Effectiveness of prophylactic carbetocin versus oxytocin following vaginal delivery for preventing severe postpartum hemorrhage.

Int J Gynaecol Obstet

Centre for Epidemiology and Statistics Sorbonne Paris Cité (CRESS), Obstetrical Perinatal and Pediatric Epidemiology Research Team, EPOPé, INSERM, INRA, Université Paris Cité, Paris, France.

Published: September 2023

Objective: To compare the effectiveness of prophylactic carbetocin with prophylactic oxytocin for preventing severe postpartum hemorrhage (PPH) following vaginal delivery.

Methods: This before and after cohort study took place between 2020 and 2021 in a university maternity hospital. In 2021, the protocol for PPH prevention immediately after vaginal delivery changed: intravenous oxytocin (5 IU) was replaced by intravenous carbetocin (100 μg). All patients with vaginal births were included, with two groups compared: patients who received prophylactic oxytocin in 2020 and those who received prophylactic carbetocin in 2021. The primary outcome was severe PPH, defined as one or more of the following: estimated blood loss ≥1500 mL, transfusion ≥4 units of red blood cells, Bakri balloon use, embolization, vascular ligation, hysterectomy, and maternal death.
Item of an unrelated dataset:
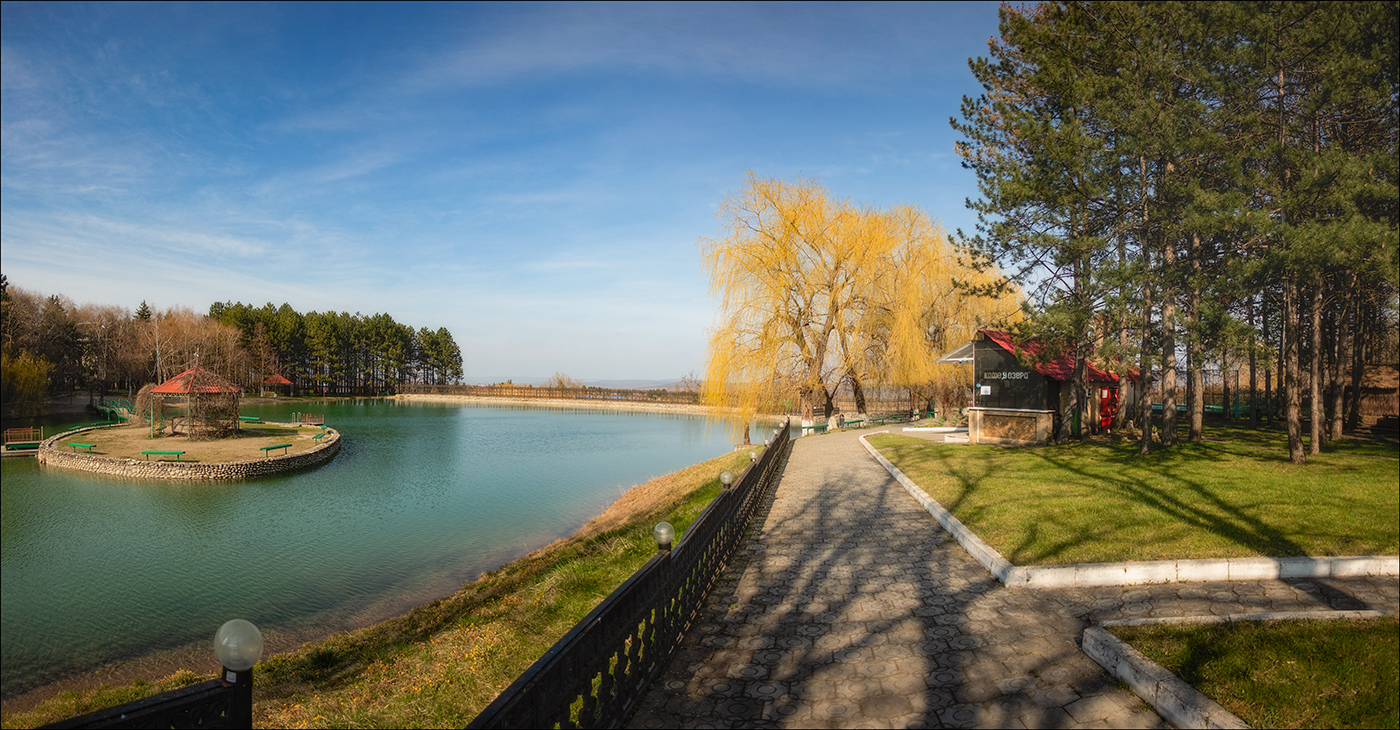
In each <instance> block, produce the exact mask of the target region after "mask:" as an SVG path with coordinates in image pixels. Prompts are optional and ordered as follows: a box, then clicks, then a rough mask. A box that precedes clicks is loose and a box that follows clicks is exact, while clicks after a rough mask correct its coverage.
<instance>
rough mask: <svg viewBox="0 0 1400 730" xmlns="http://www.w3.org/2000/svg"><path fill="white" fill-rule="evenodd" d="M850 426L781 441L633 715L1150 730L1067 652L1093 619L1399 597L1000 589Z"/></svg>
mask: <svg viewBox="0 0 1400 730" xmlns="http://www.w3.org/2000/svg"><path fill="white" fill-rule="evenodd" d="M857 436H858V434H857V433H854V432H851V433H837V434H829V436H816V437H805V439H799V440H798V441H797V443H795V444H794V448H792V454H791V457H790V458H788V464H787V467H785V471H784V474H783V478H781V481H780V482H778V485H777V488H776V489H774V490H773V492H771V493H770V496H769V500H767V503H766V504H764V507H763V510H762V511H760V513H759V516H757V518H756V520H755V527H753V528H752V530H750V534H749V537H748V539H746V542H745V545H743V546H742V548H741V551H739V553H738V555H736V558H735V560H734V562H732V563H731V565H729V567H728V569H727V570H725V573H724V577H722V579H721V581H720V584H718V586H717V587H715V590H714V591H713V593H711V594H710V600H708V604H707V605H706V608H704V610H703V612H701V615H700V618H699V619H697V622H696V625H693V626H692V628H690V632H689V633H687V635H686V639H685V642H683V645H682V646H680V649H679V650H678V652H676V654H675V657H673V659H672V661H671V666H669V668H668V671H666V674H664V675H662V677H661V678H659V680H658V681H657V682H655V684H654V685H652V688H651V692H650V694H648V695H647V698H645V699H644V701H643V705H641V708H640V709H638V712H637V713H636V715H634V716H633V720H631V724H633V726H634V727H675V726H682V727H938V726H956V727H966V726H993V727H1165V723H1163V722H1162V719H1161V717H1158V715H1156V713H1155V712H1154V710H1152V709H1151V708H1149V706H1147V705H1145V703H1142V702H1141V701H1140V699H1138V698H1137V695H1134V694H1133V692H1131V691H1128V689H1124V688H1121V687H1120V685H1119V684H1117V682H1116V681H1114V680H1113V678H1110V677H1109V675H1107V674H1106V673H1105V671H1103V670H1102V668H1100V667H1099V666H1098V664H1096V663H1095V661H1093V660H1091V659H1089V657H1086V656H1085V654H1084V653H1082V652H1081V650H1079V646H1078V642H1079V638H1081V633H1082V631H1084V629H1085V626H1088V625H1089V624H1091V622H1098V621H1103V619H1110V618H1133V617H1168V615H1198V614H1240V612H1254V611H1308V610H1327V608H1338V610H1341V608H1376V610H1386V611H1390V612H1392V614H1393V612H1396V611H1397V608H1400V588H1397V580H1396V579H1394V577H1383V579H1348V580H1331V579H1329V580H1291V581H1277V580H1275V581H1254V583H1183V584H1165V586H1163V584H1159V586H1134V587H1112V588H1067V590H1030V588H1007V587H1004V586H1001V584H1000V583H997V580H995V579H994V577H991V574H988V573H987V572H986V570H984V569H983V567H981V566H980V565H977V562H974V560H973V559H972V558H970V556H969V555H967V553H966V552H965V551H963V549H962V548H960V546H959V545H958V544H956V542H955V541H953V539H952V538H951V537H949V535H948V534H946V532H944V530H942V528H941V527H939V525H938V523H935V521H934V518H932V517H931V516H930V514H928V513H927V511H924V510H923V507H920V506H918V503H917V502H914V499H913V497H910V496H909V495H907V493H906V492H904V490H903V489H902V488H900V486H899V483H897V482H895V479H893V478H890V475H889V474H888V472H886V471H885V469H883V468H882V467H881V465H879V464H878V462H876V461H875V460H874V458H871V457H869V454H867V453H865V450H864V448H862V447H861V444H860V441H858V440H857ZM760 523H762V524H760Z"/></svg>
Results: Among 4832 women included, 2417 received oxytocin and 2415 received carbetocin. The rate of severe PPH was similar in both groups (0.5% vs. 0.6%, respectively; adjusted odds ratio, 0.8 [95% confidence interval, 0.4-1.8]). The rate of PPH ≥500 mL was lower in the carbetocin group (4% vs. 5.8%; P = 0.004).

Conclusion: Although prophylactic carbetocin was associated with a reduction in the rate of PPH ≥500 mL, carbetocin is no different to oxytocin in preventing severe PPH caused by atony after vaginal delivery.